Suponha que você nunca tenha ouvido falar em física quântica (se isso for verdade, melhor ainda, podemos descartar essa primeira consideração), mas por qualquer motivo decidisse ter uma noção do assunto. Quais seriam as perguntas que você se faria pra começar? Que respostas alguém deve esperar encontrar na física quântica?

Quando eu penso nisso, percebo que perdi a grande oportunidade de fazer perguntas livremente, quando essa teoria era terreno virgem para mim. A minha introdução a ela foi conduzida num curso formal de bacharelado em física, e em cursos como esses, normalmente as respostas vem antes que estejamos prontos para perguntá-las. O triste dessa situação é que, conhecendo as respostas de antemão, pensar em perguntas diferentes torna-se surpreendentemente difícil. É como se só nos permitíssemos perguntar aquilo que já aprendemos a responder.

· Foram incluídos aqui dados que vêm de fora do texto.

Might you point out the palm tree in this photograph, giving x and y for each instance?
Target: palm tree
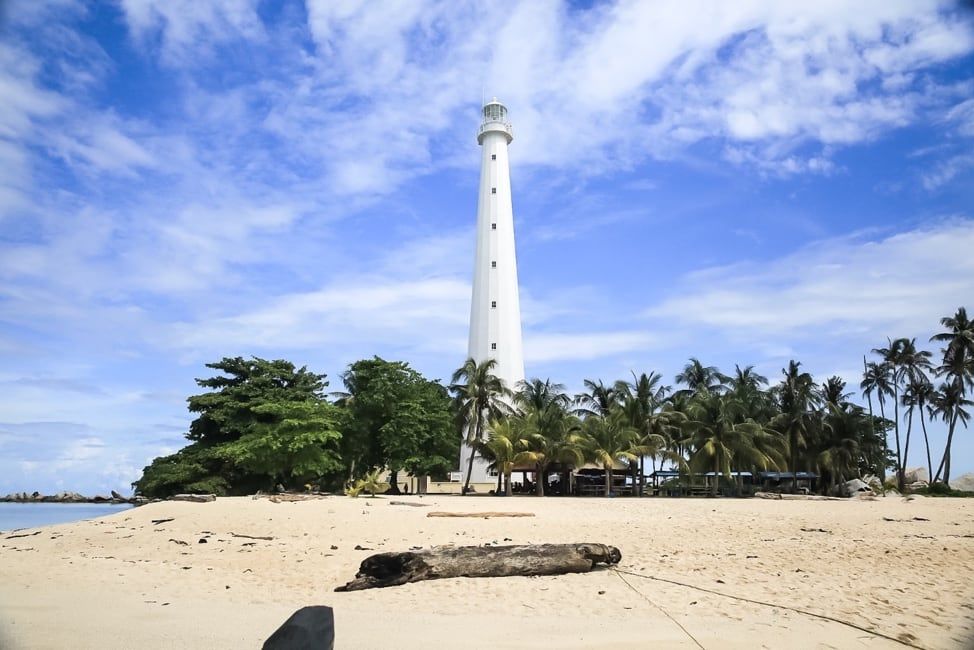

Por isso, antes de continuar lendo esses textos, aproveite a liberdade do seu desconhecimento para elocubrar à vontade sobre o que você acha que é física quântica, para que ela serve e o que ela busca responder. Acredite, o alcance dela pode ir muito além da sua imaginação. Para se ter uma idéia, essa teoria nasceu em 1900, com a solução de um problema particular que parecia sem saída para os cientistas da época. Hoje ela é usada, entre muitas outras coisas, para transmitir informação de forma absolutamente segura – a criptografia quântica. Quem, nos idos de 1900, poderia pensar nisso?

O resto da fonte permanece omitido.